The trust also provides that a 'Trust Protector' may amend the trust in certain circumstances such as to achieve certain tax savings or to comply with state law. The trust also provides that Mrs. Jones will provide the trustees (in this case herself, her son, Matt, and her brother, Rob) with investment advice as a Trust Investment Adviser.
Each year the family can transfer a similar amount to the trust, transfer tax free. The trust will continue to grow income tax-free because the income tax on the trust property is paid by Mrs. Jones individually and not by the Spousal Gift Trust. All of the trust property's appreciation will grow and will not be subject to estate tax in Mrs. Jones federal taxable estate, nor will any of amounts so contributed to the trust as annual exclusion gifts includable in the federal taxable estate. In addition, the trust, since it is irrevocable under state law, the trust assets will be accorded asset-liability protection.
Observe what has happened: The Jones have gotten $90,000 out of their taxable estate, have the property accorded asset-liability protection, Mr. Jones is a beneficiary (in the event he would need assistance for health, support and maintenance), the trust may still be amended in certain circumstances, and Mrs. Jones, as Trust Investment Adviser, still determines how the money is invested during her life. At her death the money can be retained in trust for their children and their children's descendants.
Dynastic Trusts operate similarly to Gift Trusts (they are irrevocable, are 'Grantor Trusts' for trust income tax purposes, have Trust Protector provisions providing the family attorney the right to amend the trust in certain limited circumstances, a trust Investment Advisor allowing the trust settlor (creator) to continue to determine investment decisions).

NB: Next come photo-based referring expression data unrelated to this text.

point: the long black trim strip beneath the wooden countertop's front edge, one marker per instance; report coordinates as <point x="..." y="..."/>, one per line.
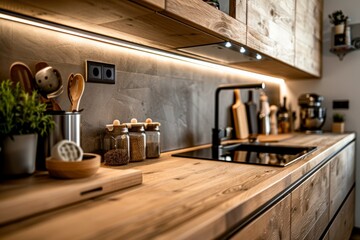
<point x="272" y="202"/>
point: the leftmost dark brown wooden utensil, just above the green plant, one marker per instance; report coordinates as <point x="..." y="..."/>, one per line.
<point x="20" y="72"/>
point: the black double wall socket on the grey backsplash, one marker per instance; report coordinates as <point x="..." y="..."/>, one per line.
<point x="98" y="72"/>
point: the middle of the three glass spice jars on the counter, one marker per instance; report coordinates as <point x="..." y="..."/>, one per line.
<point x="137" y="141"/>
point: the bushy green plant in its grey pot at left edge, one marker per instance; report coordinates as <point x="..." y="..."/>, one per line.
<point x="22" y="118"/>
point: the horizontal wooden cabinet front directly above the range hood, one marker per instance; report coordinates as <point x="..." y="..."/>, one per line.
<point x="203" y="16"/>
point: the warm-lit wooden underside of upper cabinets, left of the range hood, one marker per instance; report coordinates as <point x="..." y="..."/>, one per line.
<point x="119" y="19"/>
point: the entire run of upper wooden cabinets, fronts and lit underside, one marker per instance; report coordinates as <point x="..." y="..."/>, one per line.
<point x="289" y="44"/>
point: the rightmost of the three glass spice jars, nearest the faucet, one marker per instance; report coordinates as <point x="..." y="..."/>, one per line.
<point x="152" y="139"/>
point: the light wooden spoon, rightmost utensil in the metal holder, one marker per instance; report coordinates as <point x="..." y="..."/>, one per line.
<point x="76" y="87"/>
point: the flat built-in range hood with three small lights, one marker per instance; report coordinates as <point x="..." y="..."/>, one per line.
<point x="224" y="53"/>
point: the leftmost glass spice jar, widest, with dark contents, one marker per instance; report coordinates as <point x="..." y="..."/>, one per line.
<point x="118" y="148"/>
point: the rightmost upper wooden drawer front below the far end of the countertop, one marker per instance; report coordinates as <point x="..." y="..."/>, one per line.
<point x="342" y="177"/>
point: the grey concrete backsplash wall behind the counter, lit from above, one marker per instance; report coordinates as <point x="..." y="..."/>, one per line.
<point x="178" y="94"/>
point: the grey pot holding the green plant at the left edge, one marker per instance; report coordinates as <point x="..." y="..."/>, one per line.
<point x="18" y="155"/>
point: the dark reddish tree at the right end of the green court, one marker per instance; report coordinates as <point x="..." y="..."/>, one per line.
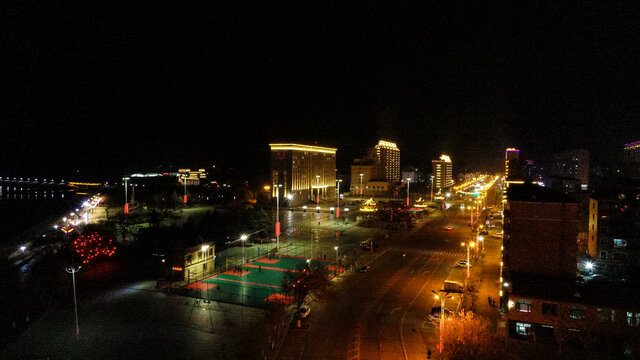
<point x="307" y="278"/>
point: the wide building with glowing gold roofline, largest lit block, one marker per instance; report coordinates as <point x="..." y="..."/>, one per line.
<point x="304" y="171"/>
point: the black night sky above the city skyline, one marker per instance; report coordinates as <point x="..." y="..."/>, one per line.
<point x="106" y="87"/>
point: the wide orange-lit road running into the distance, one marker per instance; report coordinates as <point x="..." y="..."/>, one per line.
<point x="381" y="314"/>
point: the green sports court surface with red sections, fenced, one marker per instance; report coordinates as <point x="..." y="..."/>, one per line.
<point x="256" y="284"/>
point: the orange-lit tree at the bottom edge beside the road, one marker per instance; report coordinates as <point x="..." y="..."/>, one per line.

The difference between Dynastic Trusts and Gift Trusts are as follows: Dynastic Trusts are not funded by annual exclusion amounts but with amounts that are covered by both the life-time credits for gift/estate tax and by the life-time exemption amount from the Generation Skipping Tax. The consequence of this type of funding is that amounts which are ultimately distributable from the Dynastic Trust will always be transfer tax-free. In addition, Dynastic Trusts are always set up in a state which has abrogated the common law 'rule against perpetuities' which allows the trust to remain in existence forever. The English common law 'rule against perpetuities' limits trusts' existence to 'lives in being plus twenty-one years.' In operation it is a very complicated rule whose interpretation varies from jurisdiction, but serves to severely limit the time in which a trust can exist.
A dozen states have repealed the rule against perpetuities. They include Missouri, South Dakota, Delaware, Maine, Alaska, Ohio, Illinois, Arizona among others.